Apple rounds out Ackman’s top‑five list, albeit with a lower percentage than the others. The article explains that Ackman’s view is anchored on the company’s robust cash‑flow engine, a stable dividend, and the potential upside from its growing services segment (Apple Music, iCloud, and App Store). Even though Apple’s valuation has reached new highs, Ackman remains bullish, citing the company’s “deep moat” and the continued expansion of its “eco‑system” model.

Link highlights: The article links to Apple’s recent earnings release, which announced a record‑breaking 15 % rise in services revenue. It also cites a Wall Street Journal piece that highlights Apple’s increased investments in artificial‑intelligence research—a strategic direction that could bolster its product roadmap.


What the Numbers Tell Us

Across these five holdings, Ackman has concentrated roughly 60 % of his 13‑F portfolio on a handful of high‑profile, mature companies. This concentration strategy aligns with his historical emphasis on “big‑name” bets that can generate both cash‑flow and a defensive moat. Importantly, the portfolio still displays a mix of sectors—consumer staples (Coca‑Cola), financial services (Bank of America), telecom (Verizon), health‑care (UnitedHealth), and technology (Apple)—which provides a form of cross‑sector diversification, albeit within a “big‑five” framework.
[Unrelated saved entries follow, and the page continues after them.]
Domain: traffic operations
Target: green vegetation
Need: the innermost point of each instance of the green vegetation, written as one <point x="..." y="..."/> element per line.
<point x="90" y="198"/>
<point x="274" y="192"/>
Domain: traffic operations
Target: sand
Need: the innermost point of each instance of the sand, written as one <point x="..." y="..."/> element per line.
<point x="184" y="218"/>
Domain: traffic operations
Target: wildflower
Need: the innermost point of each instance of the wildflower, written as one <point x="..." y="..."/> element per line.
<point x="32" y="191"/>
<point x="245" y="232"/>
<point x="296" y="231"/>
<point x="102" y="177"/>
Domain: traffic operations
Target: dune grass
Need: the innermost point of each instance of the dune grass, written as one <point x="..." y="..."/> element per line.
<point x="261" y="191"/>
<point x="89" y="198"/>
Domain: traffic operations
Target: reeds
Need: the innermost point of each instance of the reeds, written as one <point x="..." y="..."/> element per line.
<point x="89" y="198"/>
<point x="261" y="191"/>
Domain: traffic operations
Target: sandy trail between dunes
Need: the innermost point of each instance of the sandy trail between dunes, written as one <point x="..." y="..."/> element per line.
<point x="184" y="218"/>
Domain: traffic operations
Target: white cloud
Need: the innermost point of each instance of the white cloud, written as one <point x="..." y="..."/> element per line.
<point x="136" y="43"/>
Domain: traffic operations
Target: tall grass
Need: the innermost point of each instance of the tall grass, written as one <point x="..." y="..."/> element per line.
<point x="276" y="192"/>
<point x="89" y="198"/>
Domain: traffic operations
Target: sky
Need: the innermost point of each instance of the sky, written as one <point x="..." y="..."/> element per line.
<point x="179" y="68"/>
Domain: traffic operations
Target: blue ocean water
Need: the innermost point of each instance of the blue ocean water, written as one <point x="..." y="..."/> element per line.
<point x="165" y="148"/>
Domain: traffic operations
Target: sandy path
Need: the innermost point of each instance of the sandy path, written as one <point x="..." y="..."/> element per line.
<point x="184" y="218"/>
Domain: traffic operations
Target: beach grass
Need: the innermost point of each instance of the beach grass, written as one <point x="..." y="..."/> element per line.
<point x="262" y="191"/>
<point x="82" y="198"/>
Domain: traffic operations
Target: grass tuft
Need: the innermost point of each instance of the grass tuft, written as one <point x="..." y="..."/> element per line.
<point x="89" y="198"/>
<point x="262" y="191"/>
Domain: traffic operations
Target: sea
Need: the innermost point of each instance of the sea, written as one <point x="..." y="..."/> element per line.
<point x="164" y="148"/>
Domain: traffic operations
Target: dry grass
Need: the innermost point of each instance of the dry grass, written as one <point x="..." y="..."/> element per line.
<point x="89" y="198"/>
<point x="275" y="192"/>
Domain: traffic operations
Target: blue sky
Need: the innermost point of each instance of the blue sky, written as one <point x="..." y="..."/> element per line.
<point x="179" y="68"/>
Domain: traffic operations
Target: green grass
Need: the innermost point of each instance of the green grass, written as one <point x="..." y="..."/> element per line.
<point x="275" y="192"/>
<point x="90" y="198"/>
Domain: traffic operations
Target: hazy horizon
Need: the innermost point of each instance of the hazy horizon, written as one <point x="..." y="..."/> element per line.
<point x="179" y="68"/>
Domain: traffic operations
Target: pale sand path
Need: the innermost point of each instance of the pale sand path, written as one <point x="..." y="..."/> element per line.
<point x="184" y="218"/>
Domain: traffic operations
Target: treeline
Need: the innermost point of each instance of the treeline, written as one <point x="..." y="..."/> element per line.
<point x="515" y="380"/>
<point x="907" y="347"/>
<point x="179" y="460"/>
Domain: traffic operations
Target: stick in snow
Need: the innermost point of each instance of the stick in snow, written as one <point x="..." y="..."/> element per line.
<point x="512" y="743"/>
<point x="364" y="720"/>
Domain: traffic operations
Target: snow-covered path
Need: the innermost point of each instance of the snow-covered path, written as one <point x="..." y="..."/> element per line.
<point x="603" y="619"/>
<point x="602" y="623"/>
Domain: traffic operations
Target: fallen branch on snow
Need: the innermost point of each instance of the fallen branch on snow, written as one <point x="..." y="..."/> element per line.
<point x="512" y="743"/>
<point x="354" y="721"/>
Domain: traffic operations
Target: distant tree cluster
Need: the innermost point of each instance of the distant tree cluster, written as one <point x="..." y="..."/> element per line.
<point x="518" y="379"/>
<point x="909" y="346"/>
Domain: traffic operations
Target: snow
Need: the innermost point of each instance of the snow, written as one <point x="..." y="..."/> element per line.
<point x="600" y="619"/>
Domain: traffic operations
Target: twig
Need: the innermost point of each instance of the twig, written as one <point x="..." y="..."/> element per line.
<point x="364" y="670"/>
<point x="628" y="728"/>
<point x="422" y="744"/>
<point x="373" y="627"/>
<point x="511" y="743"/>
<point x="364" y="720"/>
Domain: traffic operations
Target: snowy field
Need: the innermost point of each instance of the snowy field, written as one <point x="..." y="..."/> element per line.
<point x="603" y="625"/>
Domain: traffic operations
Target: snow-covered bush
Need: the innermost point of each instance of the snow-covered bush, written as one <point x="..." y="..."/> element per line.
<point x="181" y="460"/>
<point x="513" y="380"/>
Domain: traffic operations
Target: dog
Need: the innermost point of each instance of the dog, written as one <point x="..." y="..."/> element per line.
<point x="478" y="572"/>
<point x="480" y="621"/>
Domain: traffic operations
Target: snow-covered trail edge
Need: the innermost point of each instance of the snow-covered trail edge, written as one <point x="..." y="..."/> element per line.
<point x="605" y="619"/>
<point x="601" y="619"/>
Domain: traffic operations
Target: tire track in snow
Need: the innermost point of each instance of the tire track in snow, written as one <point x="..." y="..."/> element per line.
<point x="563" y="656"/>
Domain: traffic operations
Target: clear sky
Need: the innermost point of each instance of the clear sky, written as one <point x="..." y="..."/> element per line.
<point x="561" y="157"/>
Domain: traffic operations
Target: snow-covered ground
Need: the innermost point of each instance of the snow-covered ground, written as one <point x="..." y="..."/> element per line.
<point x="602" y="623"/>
The article also notes that Ackman has not increased his exposure to any of these holdings significantly since 2024, suggesting a “buy‑the‑dip” stance rather than a “big‑increase” play. For instance, the slight drop in his Verizon stake reflects a recent decline in the stock price rather than an intentional divestiture.


Ackman’s Investment Philosophy in Context

Ackman is best known for his activist stance on companies that he believes are undervalued or mismanaged. Historically, he has made headlines with his $1.6 billion bet on the drugmaker Amgen and his famous short sale of Herbalife. In 2025, his top‑five list reflects a shift toward more mainstream, “stable‑income” positions, a trend consistent with his recent statements that he’s looking for “steady cash‑flow generators” as the economic landscape changes.

The article frames Ackman’s approach as “value‑plus,” where he looks for companies with solid fundamentals but with undervalued or overlooked metrics (e.g., high dividend yields, strong cash‑flow, or growth in services segments). His willingness to hold a sizable stake in a company like Coca‑Cola or Apple—both of which are not typical “value” stocks in the traditional sense—highlights the nuanced nature of his strategy.


Looking Ahead

With the 2025 13‑F filing complete, the article concludes by teasing potential moves for the next quarter. Analysts expect Ackman might re‑balance his portfolio if a new sector—say, renewable energy—shows enough upside, but he appears satisfied with his current allocation. For now, investors can consider Bill Ackman’s top five as a benchmark for “big‑player” value and income investing.


Bottom Line

Bill Ackman’s 2025 holdings illustrate a portfolio built on the backs of well‑established, cash‑generating giants. Whether you’re a fellow hedge‑fund operator or a retail investor looking for high‑quality names, Ackman’s top five can serve as a quick snapshot of the companies that even the most seasoned market strategists deem “worth the money.”